Thinking about His collar

Welcome to week 5 of our summer vacation. Today is our dentist appointments. The MIT gets to have a checkup and cleaning. i get to have a root canal. Yeah me. At least the meds my doctor has prescribed are good ones. Who knew Demerol came in pill form.

i have been reading a few journals lately. The talk seems to be centered around collars. i used to have a collar. It was a charm Mike gave me at the club we were working on for the DSSG. It was a fake padlock charm. The chain it was on changed 2 times. It never left my neck. i have pictures of me and Mike together, with it on my neck. i have pictures of it on me with my son. i have pictures of it on me naked. It meant the world to me. i wore it almost continually for 6 1/2 years. It came off 2 times. Once in 2005 after Mike's surgery, and once more in February of 2006. i never wore it again. It is still gone to this day. After Mike died, i never got it back. Mike's wife couldn't find it in His apartment. It wasn't in His wallet where He had put it. i still wear the chain it was last on. i wear it on my ankle. i haven't taken it off since His death.

i miss the feel of it around my neck, even now. i find myself searching for the comfort of it. i run my hands around my neck looking for it, without even thinking.
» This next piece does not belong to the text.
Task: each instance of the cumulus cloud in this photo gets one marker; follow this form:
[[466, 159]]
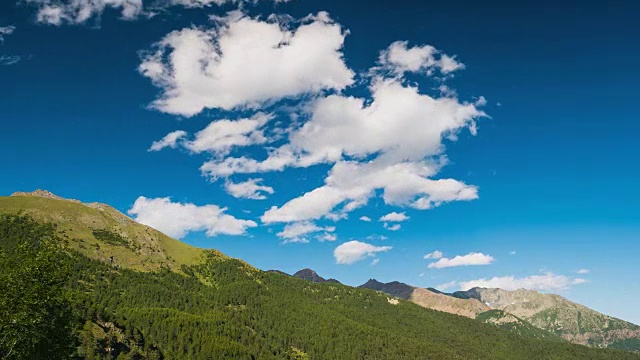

Who knew a piece of jewelry could mean so much.

i guess it is the same as someone who was married and their partner dies. They still have the wedding ring. They still play with it. They hold on to it. They twist it for comfort. It is a feeling of still being a part of something bigger than themselves. That is how i think of it anyway. That the bond between Mike and i is still there, and that silly piece of jewelry is a way of holding on to Him.

i still miss Him. It is getting easier. i don't think of Him as often. At the same time, He is always in my thoughts. i guess i am getting used to Him not being around. i hate that. i feel like i should still be dressed in black (not that i ever really was) and wailing about missing Him. i get so lonely without Him sometimes. i get so lonely without that silly piece of jewelry around my neck.